A defesa do homem que esteve preso durante quase oito meses pela posse do que a GNR dizia ser cocaína, mas que, afinal, não passava de açúcar em pó – como confirmaram, posteriormente, os testes realizados no Laboratório de Polícia Científica (LPC) da Polícia Judiciária – exige o afastamento do juiz de instrução e da procuradora do Ministério Público (MP) do processo.
Já depois de ter apresentado queixa no Conselho Superior de Magistratura e no Conselho Superior do MP, a defesa apresentou agora dois requerimentos ao Tribunal de Torre de Moncorvo em que responsabiliza o juiz Ruben de Jesus e a procuradora Joana Moreira pelos “erros” neste caso.
Nos requerimentos apresentados, a que a VISÃO teve acesso, o advogado João Peres avisa que “irá responsabilizar” o juiz de instrução “pela prisão preventiva, sem justificação legal”, do suspeito, e considera que a procuradora do MP responsável pelo processo “não tem condições para continuar a exercer a sua função no presente”. “É mais que previsível que o Estado português venha a ser condenado pelo que aconteceu [neste processo]”, lê-se no documento.
Recorde-se que Manuel Lourenço Gomes, 46 anos, foi detido pela GNR de Torre de Moncorvo, no dia 31 de maio de 2022, junto à localidade de Barracão, Valpaços, pela posse em flagrante de 32,637 gramas de cocaína, que teriam sido encontrados envolvidos em papel de alumínio, no interior do porta-luvas da sua viatura.
O suspeito terá explicado ser “diabético” e que o produto encontrado era “apenas açúcar”, reservado “para alguma emergência”, explicação que não convenceu os militares. Segundo o relatório da operação policial, a que a VISÃO teve acesso, terá sido feito um teste rápido, numa farmácia local, que concluiu que o pó detetado era cocaína. O suspeito ficou em prisão preventiva no Estabelecimento Prisional de Bragança, mas, em novembro, já passados (longos) quatro meses, o LPC da PJ, no Porto, confirmava que, afinal, o produto apreendido não era cocaína nem qualquer outra substância ilícita – mas, de facto, açúcar em pó.
Apesar destes novos desenvolvimentos, o Tribunal de Torre de Moncorvo (da Comarca de Bragança) decidiu manter a prisão preventiva como medida de coação; o MP de Torre de Moncorvo, por sua vez, também prosseguiu na teoria da culpabilidade de Manuel Lourenço Gomes, passando a incluir o seu nome no processo 18/20.7GATMC, com mais oito acusados por posse e tráfico de droga.

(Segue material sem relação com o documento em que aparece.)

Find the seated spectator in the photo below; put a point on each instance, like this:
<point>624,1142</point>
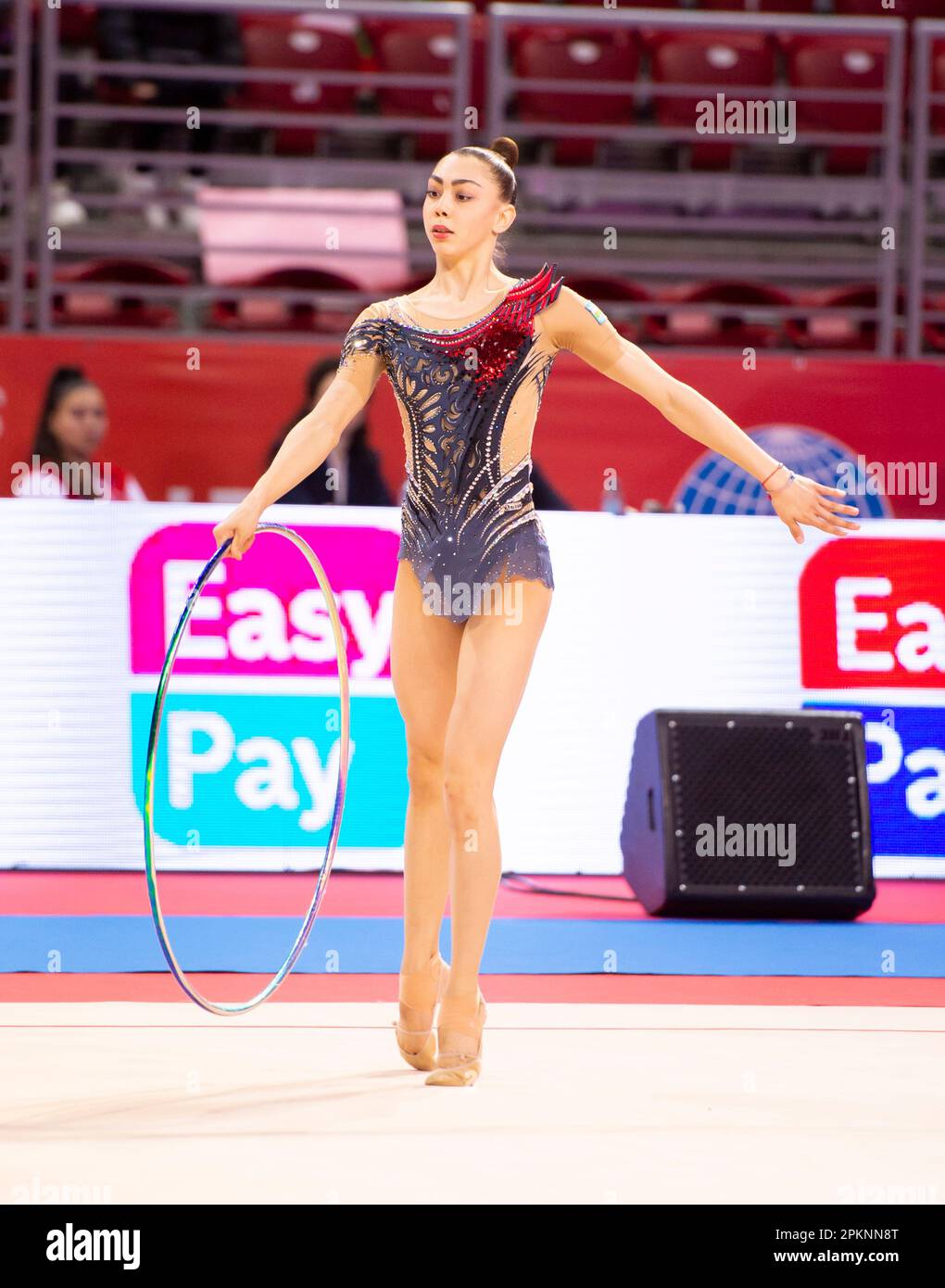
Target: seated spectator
<point>72,424</point>
<point>350,474</point>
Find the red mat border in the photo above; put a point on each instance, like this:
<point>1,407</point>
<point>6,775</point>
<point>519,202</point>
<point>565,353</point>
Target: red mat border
<point>364,894</point>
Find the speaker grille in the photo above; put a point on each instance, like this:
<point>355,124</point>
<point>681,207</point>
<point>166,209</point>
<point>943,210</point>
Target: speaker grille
<point>763,773</point>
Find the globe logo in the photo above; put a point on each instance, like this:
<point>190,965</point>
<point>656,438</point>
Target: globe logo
<point>714,486</point>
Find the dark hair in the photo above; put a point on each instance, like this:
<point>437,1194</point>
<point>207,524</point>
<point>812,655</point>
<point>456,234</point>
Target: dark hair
<point>63,382</point>
<point>501,158</point>
<point>45,445</point>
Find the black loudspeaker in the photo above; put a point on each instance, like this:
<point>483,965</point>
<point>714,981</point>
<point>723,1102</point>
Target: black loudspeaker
<point>750,814</point>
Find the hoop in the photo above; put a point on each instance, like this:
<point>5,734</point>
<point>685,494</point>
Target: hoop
<point>238,1007</point>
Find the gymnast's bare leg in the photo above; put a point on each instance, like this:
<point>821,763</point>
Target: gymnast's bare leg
<point>459,688</point>
<point>423,653</point>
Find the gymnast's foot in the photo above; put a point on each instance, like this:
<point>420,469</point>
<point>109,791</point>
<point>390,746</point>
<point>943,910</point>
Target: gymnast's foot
<point>420,993</point>
<point>460,1030</point>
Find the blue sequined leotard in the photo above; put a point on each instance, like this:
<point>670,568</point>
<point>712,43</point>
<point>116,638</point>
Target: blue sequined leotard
<point>468,399</point>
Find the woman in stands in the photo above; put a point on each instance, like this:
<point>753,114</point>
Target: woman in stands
<point>350,474</point>
<point>73,420</point>
<point>468,357</point>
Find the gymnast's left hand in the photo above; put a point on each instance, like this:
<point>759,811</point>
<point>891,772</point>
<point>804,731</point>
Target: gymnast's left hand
<point>808,501</point>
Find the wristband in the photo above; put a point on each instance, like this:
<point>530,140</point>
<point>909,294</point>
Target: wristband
<point>778,466</point>
<point>790,479</point>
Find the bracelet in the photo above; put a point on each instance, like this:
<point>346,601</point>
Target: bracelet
<point>790,479</point>
<point>778,466</point>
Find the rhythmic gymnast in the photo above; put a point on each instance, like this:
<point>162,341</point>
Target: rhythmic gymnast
<point>468,357</point>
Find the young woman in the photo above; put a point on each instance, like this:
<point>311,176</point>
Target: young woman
<point>73,422</point>
<point>468,357</point>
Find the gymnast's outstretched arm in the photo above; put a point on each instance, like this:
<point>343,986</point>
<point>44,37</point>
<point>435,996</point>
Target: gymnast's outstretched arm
<point>585,330</point>
<point>309,442</point>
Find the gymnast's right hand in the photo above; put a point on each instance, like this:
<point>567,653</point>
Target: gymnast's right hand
<point>241,525</point>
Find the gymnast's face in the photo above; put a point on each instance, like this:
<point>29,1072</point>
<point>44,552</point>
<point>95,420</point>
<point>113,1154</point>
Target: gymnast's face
<point>463,197</point>
<point>80,422</point>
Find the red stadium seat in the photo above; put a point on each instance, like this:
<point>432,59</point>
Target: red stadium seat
<point>604,290</point>
<point>303,43</point>
<point>709,58</point>
<point>268,313</point>
<point>565,55</point>
<point>86,308</point>
<point>938,86</point>
<point>416,49</point>
<point>904,8</point>
<point>838,62</point>
<point>760,6</point>
<point>934,333</point>
<point>839,333</point>
<point>685,323</point>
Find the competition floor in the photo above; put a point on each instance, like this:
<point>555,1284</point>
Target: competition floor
<point>816,1082</point>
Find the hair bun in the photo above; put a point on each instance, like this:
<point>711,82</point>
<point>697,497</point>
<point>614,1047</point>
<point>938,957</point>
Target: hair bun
<point>508,149</point>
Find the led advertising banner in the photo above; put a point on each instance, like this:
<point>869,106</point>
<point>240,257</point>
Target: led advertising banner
<point>649,611</point>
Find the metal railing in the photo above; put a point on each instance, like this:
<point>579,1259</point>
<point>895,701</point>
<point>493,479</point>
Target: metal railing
<point>727,191</point>
<point>56,65</point>
<point>926,268</point>
<point>727,205</point>
<point>14,165</point>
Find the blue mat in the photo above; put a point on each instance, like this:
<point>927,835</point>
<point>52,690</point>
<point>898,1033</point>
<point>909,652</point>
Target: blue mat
<point>515,947</point>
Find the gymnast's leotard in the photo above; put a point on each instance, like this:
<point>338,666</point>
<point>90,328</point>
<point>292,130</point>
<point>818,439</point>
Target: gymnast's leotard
<point>469,398</point>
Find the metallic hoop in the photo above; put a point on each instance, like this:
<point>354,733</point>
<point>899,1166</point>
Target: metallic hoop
<point>238,1007</point>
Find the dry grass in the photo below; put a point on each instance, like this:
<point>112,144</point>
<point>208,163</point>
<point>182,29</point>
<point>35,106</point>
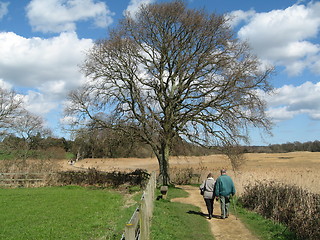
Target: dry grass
<point>301,169</point>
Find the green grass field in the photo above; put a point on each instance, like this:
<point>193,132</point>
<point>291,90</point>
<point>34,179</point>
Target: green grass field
<point>69,212</point>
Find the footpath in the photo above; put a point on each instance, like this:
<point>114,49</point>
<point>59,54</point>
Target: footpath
<point>230,228</point>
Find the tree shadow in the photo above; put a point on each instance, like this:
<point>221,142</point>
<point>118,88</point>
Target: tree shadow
<point>202,214</point>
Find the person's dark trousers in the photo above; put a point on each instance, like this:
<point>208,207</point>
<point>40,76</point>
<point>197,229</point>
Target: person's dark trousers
<point>209,204</point>
<point>224,204</point>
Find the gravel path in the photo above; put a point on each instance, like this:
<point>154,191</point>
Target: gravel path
<point>223,229</point>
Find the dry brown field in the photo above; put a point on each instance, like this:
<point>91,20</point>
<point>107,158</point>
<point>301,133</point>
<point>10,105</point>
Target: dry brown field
<point>297,168</point>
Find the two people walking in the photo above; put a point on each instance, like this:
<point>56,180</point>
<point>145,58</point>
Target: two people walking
<point>223,188</point>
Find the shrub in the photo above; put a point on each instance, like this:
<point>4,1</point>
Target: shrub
<point>296,208</point>
<point>95,177</point>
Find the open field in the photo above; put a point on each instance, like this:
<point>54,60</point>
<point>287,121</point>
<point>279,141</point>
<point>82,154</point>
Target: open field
<point>296,168</point>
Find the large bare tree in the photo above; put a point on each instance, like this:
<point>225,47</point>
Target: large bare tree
<point>170,71</point>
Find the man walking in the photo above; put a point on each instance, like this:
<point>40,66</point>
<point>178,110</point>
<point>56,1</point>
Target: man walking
<point>208,193</point>
<point>224,189</point>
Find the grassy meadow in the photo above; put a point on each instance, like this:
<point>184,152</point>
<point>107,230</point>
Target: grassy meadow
<point>69,212</point>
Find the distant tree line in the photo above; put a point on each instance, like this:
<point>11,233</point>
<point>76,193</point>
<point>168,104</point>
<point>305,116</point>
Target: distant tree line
<point>310,146</point>
<point>106,143</point>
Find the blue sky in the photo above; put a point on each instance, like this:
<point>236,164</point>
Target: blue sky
<point>42,44</point>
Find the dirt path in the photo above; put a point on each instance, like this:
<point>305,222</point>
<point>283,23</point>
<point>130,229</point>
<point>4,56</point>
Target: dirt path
<point>227,229</point>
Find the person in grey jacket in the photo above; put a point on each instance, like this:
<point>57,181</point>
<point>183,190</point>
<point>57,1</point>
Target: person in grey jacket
<point>208,196</point>
<point>224,189</point>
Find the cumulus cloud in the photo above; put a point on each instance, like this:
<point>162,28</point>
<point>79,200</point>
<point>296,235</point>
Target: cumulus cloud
<point>3,9</point>
<point>50,67</point>
<point>239,16</point>
<point>61,15</point>
<point>289,101</point>
<point>284,37</point>
<point>134,5</point>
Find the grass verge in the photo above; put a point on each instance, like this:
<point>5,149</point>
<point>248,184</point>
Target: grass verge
<point>265,229</point>
<point>69,212</point>
<point>172,220</point>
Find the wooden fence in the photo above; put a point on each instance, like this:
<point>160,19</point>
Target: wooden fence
<point>138,226</point>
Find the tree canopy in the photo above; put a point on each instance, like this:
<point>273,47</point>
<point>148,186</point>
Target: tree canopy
<point>170,71</point>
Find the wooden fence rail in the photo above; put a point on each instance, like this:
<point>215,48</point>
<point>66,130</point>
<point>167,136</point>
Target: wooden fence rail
<point>138,226</point>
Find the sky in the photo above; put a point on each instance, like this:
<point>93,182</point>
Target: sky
<point>43,42</point>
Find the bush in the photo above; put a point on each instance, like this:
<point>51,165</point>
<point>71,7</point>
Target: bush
<point>95,177</point>
<point>296,208</point>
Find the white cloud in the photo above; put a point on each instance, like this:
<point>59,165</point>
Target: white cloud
<point>134,6</point>
<point>49,67</point>
<point>5,85</point>
<point>238,16</point>
<point>61,15</point>
<point>284,36</point>
<point>289,101</point>
<point>38,103</point>
<point>3,9</point>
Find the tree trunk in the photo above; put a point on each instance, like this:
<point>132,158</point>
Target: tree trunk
<point>163,159</point>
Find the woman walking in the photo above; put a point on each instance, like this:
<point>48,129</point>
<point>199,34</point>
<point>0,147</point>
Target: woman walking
<point>207,188</point>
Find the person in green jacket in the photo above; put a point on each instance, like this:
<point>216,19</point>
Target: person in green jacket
<point>224,189</point>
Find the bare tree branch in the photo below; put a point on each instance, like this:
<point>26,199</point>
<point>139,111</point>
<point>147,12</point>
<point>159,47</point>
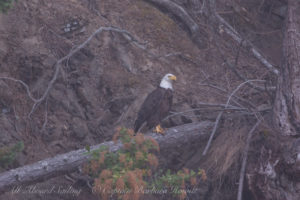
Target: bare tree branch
<point>57,65</point>
<point>244,163</point>
<point>221,113</point>
<point>228,29</point>
<point>183,16</point>
<point>63,163</point>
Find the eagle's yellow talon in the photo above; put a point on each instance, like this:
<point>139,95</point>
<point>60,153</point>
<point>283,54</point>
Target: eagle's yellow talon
<point>159,129</point>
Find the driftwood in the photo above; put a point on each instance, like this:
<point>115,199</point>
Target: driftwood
<point>172,144</point>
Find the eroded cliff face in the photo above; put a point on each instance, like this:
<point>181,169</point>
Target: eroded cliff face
<point>103,85</point>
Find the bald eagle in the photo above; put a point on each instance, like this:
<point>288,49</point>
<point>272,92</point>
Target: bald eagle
<point>157,105</point>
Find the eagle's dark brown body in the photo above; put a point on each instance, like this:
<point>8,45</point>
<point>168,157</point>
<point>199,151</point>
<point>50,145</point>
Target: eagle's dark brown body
<point>155,108</point>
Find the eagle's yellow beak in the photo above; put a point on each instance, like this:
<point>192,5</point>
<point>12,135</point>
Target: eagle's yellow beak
<point>173,78</point>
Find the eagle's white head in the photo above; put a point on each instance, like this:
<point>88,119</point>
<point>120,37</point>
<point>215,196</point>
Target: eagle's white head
<point>166,81</point>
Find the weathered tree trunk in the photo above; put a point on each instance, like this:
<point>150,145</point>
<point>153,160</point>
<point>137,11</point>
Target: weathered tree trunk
<point>287,102</point>
<point>180,139</point>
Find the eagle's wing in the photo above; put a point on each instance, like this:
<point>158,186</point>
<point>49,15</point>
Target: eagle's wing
<point>149,107</point>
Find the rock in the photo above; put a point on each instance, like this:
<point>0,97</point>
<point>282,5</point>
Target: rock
<point>80,129</point>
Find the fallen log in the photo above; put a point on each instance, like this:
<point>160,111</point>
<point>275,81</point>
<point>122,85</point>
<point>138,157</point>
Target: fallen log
<point>173,143</point>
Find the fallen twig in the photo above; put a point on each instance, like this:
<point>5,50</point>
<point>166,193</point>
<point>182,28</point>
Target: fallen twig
<point>244,162</point>
<point>221,113</point>
<point>68,162</point>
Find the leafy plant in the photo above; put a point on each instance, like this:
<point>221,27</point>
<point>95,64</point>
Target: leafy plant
<point>128,172</point>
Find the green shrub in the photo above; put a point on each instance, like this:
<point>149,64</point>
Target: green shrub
<point>132,171</point>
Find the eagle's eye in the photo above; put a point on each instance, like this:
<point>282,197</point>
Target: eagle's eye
<point>172,77</point>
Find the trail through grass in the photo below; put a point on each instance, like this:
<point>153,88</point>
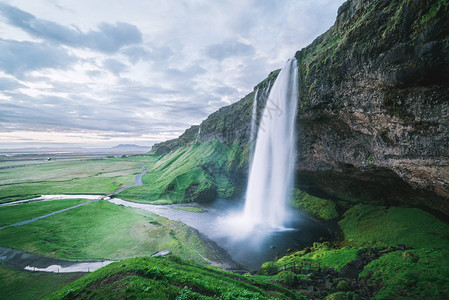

Logo no segundo dia útil, após a VISÃO ter divulgado, em primeira mão, esta história – publicada na edição de 19 de janeiro –, o MP propôs a revisão da medida de coação do suspeito, o que seria confirmado pelo juiz 72 horas depois: no dia 27 de janeiro, Manuel Lourenço Gomes saiu, finalmente, em liberdade, passando a cumprir apresentações periódicas às autoridades (duas vezes por semana). Depois de oito meses atrás das grades.
Entretanto, estava agendado para esta quarta-feira o início da instrução do processo (em que são acusados Manuel Lourenço Gomes e mais oito pessoas por posse e tráfico de droga), mas a sessão no Tribunal de Torre de Moncorvo seria adiada pelo juiz de instrução, Ruben de Jesus, na sequência dos incidentes de recusa – como se designa os pedidos que visam assegurar as regras de independência e imparcialidade no julgamento –, apresentados pela defesa.